For some of us, it is important to try to understand what went wrong, to try to make sense of what happened to our lives. Where did that tsunami come from, how could we not see it coming, are we completely blind? Where were we when the signs were presenting themselves? The affair is to ease the MLC depression and it is the most painful sign for the LBS, but the wild carefree spending can be extremely dangerous too. Sometimes we can only piece together the signs in retrospect. Because as they happened one by one, they just looked like careless mistakes or poor choices or simple bad luck. But after the fact, well we then get to see that it has more of a pattern to it.
My H: Begins affair, buys me no christmas present that year, 5 mos later his father dies, we are talking one night 6 wks after his dad's death and he gets up in the middle of the conversation (about the cost of H paying for his dad's second funeral, yes my H gave his estranged dad a second funeral in our state where dad had not lived for 25 yrs) and leaves- taking nothing - and never returns, buys a new expensive car two weeks later, files for divorce within 4 wks of leaving but he did call the house once to see if I missed him or if the kids missed him. He had made 8 other exits (over the years) of several days duration, he was childlike in his problem-solving skillset, more of the sort "I'll run away where you can't find me and then you'll learn a lesson" and would try to gain power in this way. He would come home after I call to plead with him to return. But this time I knew about the affair (thanks to my kids) and vowed not to contact him. Within three months he was fired from his job (assuming for the affair, so inappropriate betw two profesional coworkers), she dumps him the minute he gets fired. They don't fire her...
He then buys books on repairing the marriage (this came out in the Disclosure Process of the Divorce, I saw all his credit card charges) but never does anything with them because they advocate honesty and full disclosure and gift giving and doing "acts of service". Laughingly those things must have stuck in his throat because int because these were all the things that he hated doing!! So he joins a gym, for two months. Then abandons that. Buys a new bike (didn't take his old one with him on his exit) and takes up biking, for about two months but he abandons that.

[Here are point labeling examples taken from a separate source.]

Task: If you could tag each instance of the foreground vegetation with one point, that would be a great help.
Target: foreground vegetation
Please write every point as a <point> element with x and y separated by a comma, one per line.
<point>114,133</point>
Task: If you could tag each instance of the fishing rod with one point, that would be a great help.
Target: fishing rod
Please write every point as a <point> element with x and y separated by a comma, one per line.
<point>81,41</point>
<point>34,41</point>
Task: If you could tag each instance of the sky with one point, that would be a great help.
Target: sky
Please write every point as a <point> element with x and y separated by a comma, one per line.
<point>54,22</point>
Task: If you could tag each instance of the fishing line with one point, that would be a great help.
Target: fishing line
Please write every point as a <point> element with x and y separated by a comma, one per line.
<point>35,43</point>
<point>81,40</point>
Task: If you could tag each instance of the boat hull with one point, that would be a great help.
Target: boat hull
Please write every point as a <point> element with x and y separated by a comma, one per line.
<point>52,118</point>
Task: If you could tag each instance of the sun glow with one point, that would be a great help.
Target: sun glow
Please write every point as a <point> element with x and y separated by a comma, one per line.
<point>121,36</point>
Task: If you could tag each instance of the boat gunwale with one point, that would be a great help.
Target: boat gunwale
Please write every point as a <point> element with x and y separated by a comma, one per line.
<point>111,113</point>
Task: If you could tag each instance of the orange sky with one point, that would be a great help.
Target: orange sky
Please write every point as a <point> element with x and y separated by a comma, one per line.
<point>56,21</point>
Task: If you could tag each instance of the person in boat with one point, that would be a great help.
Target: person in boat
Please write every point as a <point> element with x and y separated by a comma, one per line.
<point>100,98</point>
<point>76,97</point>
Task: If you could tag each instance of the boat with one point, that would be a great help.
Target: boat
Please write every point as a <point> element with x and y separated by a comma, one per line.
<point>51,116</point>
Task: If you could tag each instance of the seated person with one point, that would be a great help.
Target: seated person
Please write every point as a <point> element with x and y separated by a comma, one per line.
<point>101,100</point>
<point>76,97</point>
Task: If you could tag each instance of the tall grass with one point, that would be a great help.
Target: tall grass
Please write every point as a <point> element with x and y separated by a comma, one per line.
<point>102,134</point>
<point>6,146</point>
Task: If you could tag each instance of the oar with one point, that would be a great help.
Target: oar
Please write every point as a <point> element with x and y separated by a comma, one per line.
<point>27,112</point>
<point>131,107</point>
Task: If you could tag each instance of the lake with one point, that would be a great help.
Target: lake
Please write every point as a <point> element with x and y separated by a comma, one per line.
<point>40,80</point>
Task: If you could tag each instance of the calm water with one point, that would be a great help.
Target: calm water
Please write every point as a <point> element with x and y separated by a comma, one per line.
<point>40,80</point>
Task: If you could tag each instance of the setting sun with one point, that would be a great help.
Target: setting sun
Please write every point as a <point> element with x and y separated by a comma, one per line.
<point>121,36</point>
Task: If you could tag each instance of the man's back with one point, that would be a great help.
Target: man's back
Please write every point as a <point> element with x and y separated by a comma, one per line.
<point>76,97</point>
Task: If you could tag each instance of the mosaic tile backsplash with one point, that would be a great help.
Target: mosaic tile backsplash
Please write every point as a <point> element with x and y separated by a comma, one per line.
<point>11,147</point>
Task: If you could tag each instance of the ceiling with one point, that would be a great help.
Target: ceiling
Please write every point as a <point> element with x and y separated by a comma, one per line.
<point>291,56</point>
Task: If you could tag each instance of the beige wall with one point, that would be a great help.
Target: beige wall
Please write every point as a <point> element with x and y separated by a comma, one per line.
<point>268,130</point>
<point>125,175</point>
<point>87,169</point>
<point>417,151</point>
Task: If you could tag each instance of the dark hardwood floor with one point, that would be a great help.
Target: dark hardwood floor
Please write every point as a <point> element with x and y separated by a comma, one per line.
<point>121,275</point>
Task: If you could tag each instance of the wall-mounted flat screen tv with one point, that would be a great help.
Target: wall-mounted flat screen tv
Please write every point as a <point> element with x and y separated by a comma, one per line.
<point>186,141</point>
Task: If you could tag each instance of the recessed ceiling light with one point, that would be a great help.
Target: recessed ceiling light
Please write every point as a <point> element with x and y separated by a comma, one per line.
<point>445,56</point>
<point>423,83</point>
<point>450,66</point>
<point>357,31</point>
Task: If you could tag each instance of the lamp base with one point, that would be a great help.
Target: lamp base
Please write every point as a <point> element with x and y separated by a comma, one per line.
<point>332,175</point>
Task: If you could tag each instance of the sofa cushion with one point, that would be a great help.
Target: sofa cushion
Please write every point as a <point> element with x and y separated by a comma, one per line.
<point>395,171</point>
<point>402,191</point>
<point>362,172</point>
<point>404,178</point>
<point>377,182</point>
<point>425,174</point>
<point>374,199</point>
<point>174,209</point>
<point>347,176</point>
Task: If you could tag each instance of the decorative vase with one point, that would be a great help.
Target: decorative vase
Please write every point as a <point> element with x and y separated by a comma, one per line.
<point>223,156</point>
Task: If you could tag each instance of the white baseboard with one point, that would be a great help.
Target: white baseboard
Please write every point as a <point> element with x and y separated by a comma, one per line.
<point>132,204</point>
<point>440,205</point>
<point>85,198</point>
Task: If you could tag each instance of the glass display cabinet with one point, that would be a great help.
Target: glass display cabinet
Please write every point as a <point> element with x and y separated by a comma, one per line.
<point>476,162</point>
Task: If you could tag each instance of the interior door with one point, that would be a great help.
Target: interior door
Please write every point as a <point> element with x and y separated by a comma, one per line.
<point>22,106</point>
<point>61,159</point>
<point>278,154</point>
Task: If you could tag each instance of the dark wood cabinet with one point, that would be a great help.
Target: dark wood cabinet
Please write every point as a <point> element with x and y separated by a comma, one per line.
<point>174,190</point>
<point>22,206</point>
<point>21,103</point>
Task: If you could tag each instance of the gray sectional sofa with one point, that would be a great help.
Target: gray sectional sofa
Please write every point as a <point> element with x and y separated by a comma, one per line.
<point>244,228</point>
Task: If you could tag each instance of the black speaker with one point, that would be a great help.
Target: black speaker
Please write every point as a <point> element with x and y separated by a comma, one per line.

Starts hiking. Stops doing that. Then he buys a kayak (we have 3 yaks here already, but he didn't take those either). My son goes kayaking with him once, so guess what? He buys yet another kayak. Now he has two (Keep in mind there are 3 stored in my garage collecting dust, but no matter; by all means, go buy two more). Reconciliation never happens and divorce finals because he still sees himself as the victim. Always the victim. No accountability for anything. I think this is how we know that there is much more going on. So there are ISSUES that show evidence of more than an affair...the constant confusion, lack of decision-making, forgetfulness (for which he has a prescrip for Androgel, and though it may assist his memory, it makes him angrier and when I see the doc next time I must remember to thank him for that!). The lack of remorse, the character change, the "oblivious to destruction", the constant running from the darkness...these are the hallmarks of something much more than just an affair.